SCHNELLEINBÜRGERUNGS-POINT

Ein Projekt zusammen mit Ralf Homann und Manuela Unverdorben

Kunstverein Nürnberg - Lines of Mobility, 2002
Bahnhöfe sind Marken des öffentlichen Raumes, und an ihnen können gesellschaftliche Verhältnisse abgelesen werden. Das wird schon daran sichtbar, dass Bahnhöfe de jure keine öffentlichen Räume sind, jedoch de facto zu den zur Zeit bevölkertsten öffentlichen Räumen gehören.

Schnelleinbürgerung ist eine Parabel auf den Bahnhof selbst. Denn Bahnhöfe bedeuten Reisen. Reisefreiheit steht heutzutage aber nur noch Personen mit einem privilegierenden Bürgerrecht zu.

Die Weltoffenheit Deutschlands und seiner Bahnhöfe wird konterkariert von den Bestimmungen zur Residenzpflicht für migrante Personen:
Wer den von der deutschen Administration willkürlich zugewiesenen Landkreis verlässt, macht sich strafbar.
Die Arbeit Schnelleinbürgerungs-Point führt zwei Begriffe in einer Denkfigur zusammen, die in Europa - besonders in Staaten die dem ius sanguinus Vorrang geben - als Widerspruch begriffen wird, gar als undenkbar gilt und ein Vorstellungstabu darstellt.

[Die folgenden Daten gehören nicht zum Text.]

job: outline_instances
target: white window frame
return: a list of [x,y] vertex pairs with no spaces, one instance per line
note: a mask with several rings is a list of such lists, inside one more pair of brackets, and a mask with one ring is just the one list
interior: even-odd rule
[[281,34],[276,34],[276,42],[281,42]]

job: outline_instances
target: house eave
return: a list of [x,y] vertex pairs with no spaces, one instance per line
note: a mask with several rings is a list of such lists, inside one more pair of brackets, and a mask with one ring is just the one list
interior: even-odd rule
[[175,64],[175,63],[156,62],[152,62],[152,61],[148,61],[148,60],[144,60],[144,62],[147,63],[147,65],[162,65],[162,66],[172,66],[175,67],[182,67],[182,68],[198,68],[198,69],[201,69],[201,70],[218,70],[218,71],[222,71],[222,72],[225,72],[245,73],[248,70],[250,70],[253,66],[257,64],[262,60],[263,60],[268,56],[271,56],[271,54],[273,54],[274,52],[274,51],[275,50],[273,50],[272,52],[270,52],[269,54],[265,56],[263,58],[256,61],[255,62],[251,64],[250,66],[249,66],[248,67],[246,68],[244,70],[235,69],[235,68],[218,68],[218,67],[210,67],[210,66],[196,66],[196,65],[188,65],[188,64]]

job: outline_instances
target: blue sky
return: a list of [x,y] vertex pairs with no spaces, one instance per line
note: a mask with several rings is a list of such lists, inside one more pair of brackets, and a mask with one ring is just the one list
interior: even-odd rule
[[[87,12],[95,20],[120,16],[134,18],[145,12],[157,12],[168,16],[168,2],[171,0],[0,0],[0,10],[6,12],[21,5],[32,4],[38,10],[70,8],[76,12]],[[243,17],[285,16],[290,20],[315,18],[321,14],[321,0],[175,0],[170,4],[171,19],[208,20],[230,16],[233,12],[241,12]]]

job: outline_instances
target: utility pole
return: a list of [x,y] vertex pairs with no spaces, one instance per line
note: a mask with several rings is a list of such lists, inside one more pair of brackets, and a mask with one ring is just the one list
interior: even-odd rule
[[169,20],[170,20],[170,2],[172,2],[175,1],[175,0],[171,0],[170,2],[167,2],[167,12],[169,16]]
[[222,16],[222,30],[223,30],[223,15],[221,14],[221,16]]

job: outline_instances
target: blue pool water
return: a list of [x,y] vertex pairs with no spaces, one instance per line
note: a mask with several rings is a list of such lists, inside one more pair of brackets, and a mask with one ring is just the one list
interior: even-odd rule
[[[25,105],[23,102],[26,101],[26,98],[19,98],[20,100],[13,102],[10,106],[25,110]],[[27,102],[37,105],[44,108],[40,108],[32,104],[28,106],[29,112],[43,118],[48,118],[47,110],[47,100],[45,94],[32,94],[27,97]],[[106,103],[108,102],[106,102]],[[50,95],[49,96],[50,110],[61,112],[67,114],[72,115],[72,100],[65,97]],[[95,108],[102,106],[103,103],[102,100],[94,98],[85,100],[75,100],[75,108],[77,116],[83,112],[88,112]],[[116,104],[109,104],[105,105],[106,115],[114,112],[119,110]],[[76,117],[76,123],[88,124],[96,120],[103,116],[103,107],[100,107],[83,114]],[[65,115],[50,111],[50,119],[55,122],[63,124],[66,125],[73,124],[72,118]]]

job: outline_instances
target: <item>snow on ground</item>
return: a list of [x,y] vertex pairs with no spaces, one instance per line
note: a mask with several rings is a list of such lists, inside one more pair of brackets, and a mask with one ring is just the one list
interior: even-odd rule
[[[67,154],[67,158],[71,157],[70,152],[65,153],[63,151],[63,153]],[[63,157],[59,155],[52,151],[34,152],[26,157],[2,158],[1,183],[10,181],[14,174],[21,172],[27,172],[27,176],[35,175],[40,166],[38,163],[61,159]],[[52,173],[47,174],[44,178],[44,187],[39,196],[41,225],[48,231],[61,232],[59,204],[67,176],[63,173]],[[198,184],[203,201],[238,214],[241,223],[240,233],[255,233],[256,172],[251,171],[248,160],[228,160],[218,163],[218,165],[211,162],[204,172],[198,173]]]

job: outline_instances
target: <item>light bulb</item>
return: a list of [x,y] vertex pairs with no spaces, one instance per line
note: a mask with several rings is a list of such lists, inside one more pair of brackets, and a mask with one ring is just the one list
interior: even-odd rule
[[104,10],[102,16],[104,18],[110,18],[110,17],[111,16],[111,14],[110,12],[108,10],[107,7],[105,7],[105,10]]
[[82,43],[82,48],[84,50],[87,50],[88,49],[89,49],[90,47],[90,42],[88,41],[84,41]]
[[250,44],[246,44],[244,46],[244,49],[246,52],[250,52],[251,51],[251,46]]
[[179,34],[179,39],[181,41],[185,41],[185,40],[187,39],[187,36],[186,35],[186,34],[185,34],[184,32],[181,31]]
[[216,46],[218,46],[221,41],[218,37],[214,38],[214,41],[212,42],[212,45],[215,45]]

*schnell* kann hierzulande niemand eingebürgert werden. Einbürgerung wird von der Mehrheitsgesellschaft als sehr langsamer, eher Generationen dauernder Assimilierungsprozeß oder als eine Integrationsleistung in Form einer Bringschuld durch die Migranten und Migrantinnen imaginiert.

Selbst nach Jahren spielt die Herkunft deutscher Staatsbürger noch eine Rolle.
Der Schnelleinbürgerungs-Point verweist gerade in seiner Verortung in der Stadt Nürnberg auf zweierlei:

Zum einen auf die historische Tatsache, dass mit den sog. 'Nürnberger Gesetzen' hier einer der unrühmlichsten Rechtsvorschriften errichtet wurde, die das Staatsbürgerschaftsrecht des Deutschen Reiches rassistisch und antisemitisch neu fasste.

Und zum anderen auf den Fakt, dass sich im Nürnberg der Gegenwart zwei zentrale Verwaltungen zur Steuerung der Migration unter dem Vorzeichen einer globalisierten Welt befinden:
Das Bundesamt für die Anerkennung ausländischer Flüchtlinge und das Bundesarbeitsamt, das den rassistischen Grundsatz 'Arbeit zuerst für Deutsche' verwaltungsmässig seit der Anordnung durch den damaligen Bundesarbeitsminister Norbert Blüm umsetzt.